Consider which of the following options best fits your use case:
-
Create an online store, an offline store, or both. For more information on the differences between online and offline stores, see Feature Store concepts.
-
Use a default AWS Key Management Service key or your own KMS key. The default key is AWS KMS key (SSE-KMS). You can reduce AWS KMS request costs by configuring use of Amazon S3 Bucket Keys on the offline store Amazon S3 bucket. The Amazon S3 Bucket Key needs to be enabled before using the bucket for your feature groups. For more information about reducing the cost by using Amazon S3 bucket keys, see Reducing the cost of SSE-KMS with Amazon S3 Bucket Keys.
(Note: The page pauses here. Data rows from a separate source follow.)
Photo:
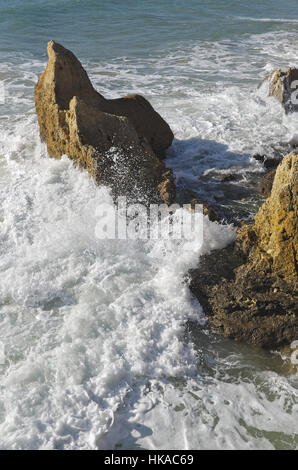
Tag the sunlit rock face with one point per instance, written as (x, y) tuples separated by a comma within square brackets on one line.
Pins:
[(249, 289), (120, 142), (283, 86)]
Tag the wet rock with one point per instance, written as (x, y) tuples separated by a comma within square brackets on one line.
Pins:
[(281, 86), (266, 183), (226, 178), (269, 163), (249, 289), (120, 142)]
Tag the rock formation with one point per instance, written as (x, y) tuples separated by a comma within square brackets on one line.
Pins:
[(249, 289), (120, 142), (282, 86), (266, 183)]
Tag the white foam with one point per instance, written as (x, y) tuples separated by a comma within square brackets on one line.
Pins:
[(94, 330)]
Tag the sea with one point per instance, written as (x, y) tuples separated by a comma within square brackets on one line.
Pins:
[(96, 351)]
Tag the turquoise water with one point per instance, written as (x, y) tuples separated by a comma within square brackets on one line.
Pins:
[(94, 332), (101, 29)]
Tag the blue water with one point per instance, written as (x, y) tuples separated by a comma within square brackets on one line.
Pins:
[(100, 29), (95, 348)]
You can use the same key for both online and offline stores, or have a unique key for each. For more information on AWS KMS, see AWS Key Management Service.
-
If you create an offline store:
-
Decide if you want to create an Amazon S3 bucket or use an existing one. When using an existing one, you need to know the Amazon S3 bucket URL or Amazon S3 bucket name and dataset directory name, if applicable.
-
Choose which IAM role ARN to use. For more information on how to find your role and attached policies, see Adding policies to your IAM role.
-
Decide whether to use the AWS Glue (default) or Apache Iceberg table format. In most use cases, you use the Apache Iceberg table format. For more information on table formats, see Use Feature Store with SDK for Python (Boto3).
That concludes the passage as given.